Wednesday, February 23, 2011

After since.

It's been a while I did'nt logged in my blogger and update something about myself. Well actually I did I think?It just sometimes I wanted to write something but I just cant get the grammar correct/ words to describe what am I feeling at the time and so I just let the post drafted there.

Today is a boring day. Well if you are good enough  in history, it's Brunei National Day. And I got a one day holiday.Holiday uh? Rotting in the house facing my lappy and napped are what I did so far. Nearly 9 months I have working in this country.Life here is good, I earns my own and I uses my own.Maybe sometimes I spent more than I earned but I guess thats life.I met a bunch of mates here and they're just friendly and nice.Sometimes misunderstanding occurred between me and anyone of them.I'd just say I am not the kind of person who smart enough to express whats wrong with me to people surrounding me.All I know is just show my face according to my mind and emotion.I do understand its annoying everytime we hanged out but then I showed up emo face and ended up the gathering in not happy condition.BUT trust me that I love to hang out with you guys.Oh Yeah,and also today is my sister Elaine Loi 19th birthday.Kor at here again wishes you have a wonderful day and you know I <3 You.

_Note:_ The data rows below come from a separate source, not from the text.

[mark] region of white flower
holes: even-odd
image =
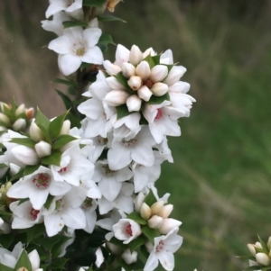
[[[63,35],[51,41],[48,48],[59,53],[59,68],[64,76],[75,72],[82,62],[102,64],[103,55],[95,46],[101,35],[98,28],[65,29]]]
[[[117,239],[123,240],[124,244],[128,244],[141,234],[141,227],[133,220],[121,219],[113,225],[113,231]]]
[[[158,262],[165,270],[173,270],[173,253],[181,247],[182,242],[182,238],[177,235],[178,230],[178,228],[174,228],[167,235],[154,238],[154,245],[150,251],[144,271],[154,270],[158,266]]]

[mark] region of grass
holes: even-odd
[[[267,1],[262,6],[245,2],[126,1],[117,5],[116,15],[127,24],[104,25],[117,43],[127,48],[134,43],[158,52],[171,48],[175,61],[188,68],[183,80],[191,83],[197,103],[191,117],[180,120],[182,137],[170,139],[174,163],[163,165],[157,182],[161,195],[171,193],[173,216],[183,223],[184,242],[175,255],[178,271],[242,270],[248,263],[236,255],[248,254],[246,244],[255,242],[257,233],[264,239],[271,234],[271,9]],[[44,10],[39,7],[37,20],[44,18]],[[25,26],[14,20],[15,35]],[[38,23],[30,23],[33,32],[39,29]],[[35,89],[38,101],[42,91],[50,91],[46,98],[43,94],[44,111],[51,116],[61,113],[49,105],[54,94],[46,83],[55,77],[56,57],[41,49],[52,36],[41,33],[42,41],[35,39],[30,51],[31,39],[23,30],[16,35],[22,44],[9,49],[20,50],[20,61],[0,50],[6,67],[17,68],[14,73],[1,68],[1,95],[18,86],[16,96],[23,89],[29,94]],[[109,50],[110,59],[114,51]],[[36,64],[29,65],[33,61]],[[34,77],[41,84],[33,79],[36,67]],[[35,104],[31,95],[26,97],[26,104]]]

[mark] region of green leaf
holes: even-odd
[[[41,125],[45,129],[48,129],[51,123],[50,120],[39,109],[36,114],[35,122],[39,127]]]
[[[14,271],[14,268],[11,268],[9,266],[4,266],[2,264],[0,264],[0,270],[1,271]]]
[[[69,87],[69,89],[70,89],[70,87]],[[58,89],[56,89],[55,91],[61,96],[61,98],[65,105],[65,108],[67,110],[69,110],[70,107],[72,107],[72,101],[69,98],[69,96],[67,96],[65,94],[63,94],[62,92],[61,92]]]
[[[133,253],[137,248],[140,248],[145,243],[145,239],[143,235],[138,236],[136,239],[128,243],[131,253]]]
[[[126,104],[122,104],[119,106],[116,106],[117,120],[128,116],[133,113],[133,112],[129,112]]]
[[[16,263],[15,270],[18,270],[20,267],[25,267],[28,270],[32,270],[32,264],[27,256],[25,249],[23,249],[21,253],[21,256]]]
[[[147,194],[147,196],[145,198],[144,202],[149,205],[150,207],[157,202],[154,194],[154,192],[152,189],[150,189],[149,191],[149,194]]]
[[[137,222],[140,225],[145,225],[146,224],[146,221],[144,220],[141,217],[140,213],[137,212],[133,212],[129,213],[127,215],[127,218],[130,219],[130,220],[133,220],[134,221]]]
[[[23,176],[27,176],[27,175],[31,175],[33,172],[35,172],[36,170],[39,169],[41,166],[40,165],[35,165],[35,166],[26,166],[24,167],[24,171],[23,171]]]
[[[122,22],[122,23],[126,23],[125,20],[113,16],[113,15],[108,15],[108,14],[101,14],[99,16],[97,17],[97,19],[98,21],[101,22],[112,22],[112,21],[118,21],[118,22]]]
[[[61,166],[62,153],[59,150],[54,150],[50,156],[42,158],[41,163],[43,165]]]
[[[107,3],[107,0],[84,0],[83,5],[102,8],[106,3]]]
[[[154,238],[161,236],[161,233],[158,230],[151,229],[148,226],[143,226],[141,230],[153,244],[154,244]]]
[[[62,22],[62,24],[64,28],[70,28],[70,27],[88,27],[88,23],[86,22],[80,22],[80,21],[65,21]]]
[[[49,134],[51,139],[56,139],[62,129],[63,122],[66,119],[68,112],[52,120],[49,125]]]
[[[30,138],[13,138],[10,142],[17,143],[30,148],[34,148],[36,142]]]
[[[50,194],[47,197],[46,203],[44,204],[44,207],[48,210],[50,208],[51,203],[52,203],[54,196]]]
[[[62,134],[60,137],[58,137],[55,140],[55,142],[52,144],[52,149],[60,149],[61,147],[63,147],[64,145],[66,145],[67,143],[75,140],[76,138],[74,138],[73,136],[70,135],[70,134]]]

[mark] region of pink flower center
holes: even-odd
[[[131,224],[129,224],[127,227],[126,227],[126,233],[130,236],[133,235],[133,231],[132,231],[132,226]]]
[[[159,120],[163,117],[163,112],[162,110],[159,108],[157,109],[157,114],[156,114],[156,117],[155,117],[155,120]]]
[[[40,173],[32,180],[37,188],[47,188],[49,186],[51,176],[48,174]]]
[[[162,250],[164,249],[164,241],[161,240],[161,241],[159,242],[158,246],[156,247],[155,252],[160,252],[160,251],[162,251]]]
[[[33,217],[33,219],[34,221],[37,219],[39,213],[40,213],[40,211],[39,210],[35,210],[33,208],[32,208],[30,210],[30,212],[29,212],[29,214]]]

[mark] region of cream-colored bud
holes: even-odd
[[[163,96],[168,92],[168,86],[158,82],[152,86],[151,91],[155,96]]]
[[[163,218],[158,215],[154,215],[148,220],[148,226],[151,229],[159,229],[162,225]]]
[[[64,121],[60,135],[69,134],[70,129],[70,121],[69,120]]]
[[[34,122],[32,122],[30,125],[29,134],[31,139],[35,142],[39,142],[42,140],[44,138],[42,130],[38,127],[38,125]]]
[[[153,95],[153,93],[150,91],[150,89],[146,86],[142,86],[137,90],[137,95],[139,98],[142,100],[148,102]]]
[[[151,70],[150,79],[153,83],[163,81],[168,74],[168,68],[164,65],[156,65]]]
[[[10,124],[10,119],[3,113],[0,113],[0,122],[6,125]]]
[[[256,255],[256,250],[255,250],[254,245],[252,245],[252,244],[248,244],[248,250],[250,251],[250,253],[251,253],[253,256]]]
[[[121,70],[123,76],[126,78],[130,78],[131,77],[136,76],[136,67],[129,62],[122,63]]]
[[[133,90],[137,90],[142,86],[142,79],[139,77],[133,76],[127,83]]]
[[[255,257],[257,262],[262,266],[268,266],[271,264],[271,259],[266,253],[257,253]]]
[[[130,95],[123,90],[112,90],[105,96],[105,101],[110,106],[118,106],[126,103]]]
[[[182,222],[174,220],[173,218],[166,218],[163,220],[162,225],[159,229],[160,233],[167,234],[170,232],[173,228],[180,227]]]
[[[142,101],[137,95],[131,95],[126,100],[126,105],[129,112],[139,111]]]
[[[109,76],[116,76],[121,71],[119,66],[111,63],[109,60],[105,60],[103,65]]]
[[[139,192],[135,199],[135,211],[136,212],[140,212],[140,208],[141,208],[141,205],[142,205],[145,198],[145,195],[142,192]]]
[[[140,215],[145,221],[147,221],[152,215],[152,210],[145,203],[143,203],[141,205]]]
[[[158,213],[158,215],[160,215],[163,218],[168,218],[169,215],[172,213],[173,210],[173,204],[164,205],[162,208],[161,212]]]
[[[44,158],[51,155],[51,146],[42,140],[35,145],[35,150],[40,158]]]
[[[18,119],[14,124],[14,131],[23,131],[26,127],[26,121],[24,119]]]
[[[133,65],[137,65],[143,59],[143,53],[136,45],[133,45],[130,51],[129,61]]]
[[[158,201],[156,203],[154,203],[152,206],[151,206],[151,210],[152,210],[152,215],[157,214],[159,215],[160,212],[162,211],[164,207],[164,201]]]
[[[18,116],[21,113],[25,113],[25,105],[22,104],[15,111],[15,116]]]
[[[143,81],[145,81],[151,75],[150,65],[147,61],[141,61],[136,68],[136,76],[140,77]]]

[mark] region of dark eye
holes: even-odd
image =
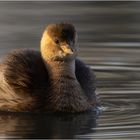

I am a higher and also can be a very very down dropper sometimes.I hate the feeling of waiting.No matter its forwarding a good situation or bad side.Waiting for the party started,waiting for the injuries being healed,and recently I got the feeling of waiting someone come back to you.This will be so ridiculous if the opposite never promised anything but you waiting for him/her for nothing here;or maybe what you waiting is a chance which you will not seeing any future hopes between you and him/her.After a big slapped on my face and I realized that is a shit,then I trying so hard to let it go.But sometimes thing did not work as your wished.Starred at the pictures on the wall and I will ask myself : are you doing fine over there so far from me? So I dislike during the time to forget someone.Actually its like you are waiting someone to step out from your world.So again,Its WAITING.

现在我很幸福 is in the headset since just now.Maybe till the time we meet again, I able to tell you that : I'm doing good as what you wished before you leaved.If leaving is what you decided,please you gotta take care yourself always.Find someone that he is deserved to own your heart.Find someone who willing to love you more than you love her. And I will do the same thing too :)

也许分开是为了下次的再见 is currently my favourite quote to motivated myself when someone is leaving so far from me.